Court of Chancery Permits Privileged Documents For "Good Cause" Under "Mutuality of Interest" Exception
In re Freeport-McMoran Sulphur, Inc. Shareholder Litig., C.A. No. 16729, 2005 WL 225040 (Del. Ch. Jan. 26, 2005).
This discovery-related action involves a claim of access to defendant-corporation's documents listed in its privilege log through a motion to compel. The court granted the motion in part, but denied production of the shareholder repurchase document.
This matter arose between former shareholders of a corporation ("plaintiffs"), its former directors and the corporation's sister entity into which the corporation ("FSC") merged. Plaintiffs contended that FSC's directors breached their fiduciary duties to them when they approved the merger and that the entity into which FSC merged ("MOXY") aided and abetted that breach. Plaintiffs demanded 15 documents listed in defendants' privilege log, claiming that they were created when a mutuality of interest existed between FSC and its shareholders at the time of the merger.
Exploring the law of "mutuality of interest" to the attorney-client privilege in a fiduciary duty setting, the court held that shareholders could obtain such documents by showing "good cause." The court held that the plaintiffs' motion to compel succeeded on this set of facts because, not only were the plaintiffs successful in showing a "mutuality of interest," but they also succeeded in showing "good cause" to deflect the attorney-client shield.
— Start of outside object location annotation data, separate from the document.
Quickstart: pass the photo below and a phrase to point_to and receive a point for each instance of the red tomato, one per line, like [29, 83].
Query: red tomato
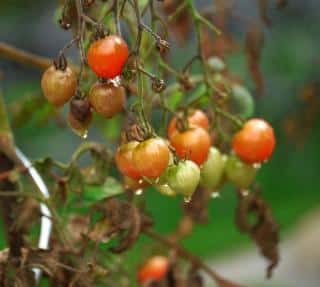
[107, 56]
[255, 142]
[197, 118]
[151, 157]
[192, 144]
[107, 99]
[124, 160]
[155, 269]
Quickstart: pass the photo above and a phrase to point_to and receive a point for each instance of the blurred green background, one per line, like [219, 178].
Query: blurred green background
[290, 63]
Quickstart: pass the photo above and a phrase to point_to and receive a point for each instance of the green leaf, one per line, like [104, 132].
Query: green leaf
[94, 193]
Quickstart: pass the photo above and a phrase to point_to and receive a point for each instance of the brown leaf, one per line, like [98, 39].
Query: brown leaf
[253, 44]
[264, 231]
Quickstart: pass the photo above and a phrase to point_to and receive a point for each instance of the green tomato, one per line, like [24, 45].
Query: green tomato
[212, 170]
[242, 101]
[184, 178]
[239, 173]
[165, 189]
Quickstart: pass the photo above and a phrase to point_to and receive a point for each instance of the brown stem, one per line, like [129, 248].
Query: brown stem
[196, 261]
The court applied the non-exclusive seven-factor "good cause" test laid down by Garner v. Wolfinbarger
, 430 F.2d 1093, 1104 (5d Cir. 1970), finding that there was a colorable claim for breach of fiduciary duty, that the documents were unavailable from other sources and it was not a blind fishing expedition. The court however denied the request pertaining to the shareholder repurchase plan of FSC because the doctrine of "mutuality of interest" did not apply to it.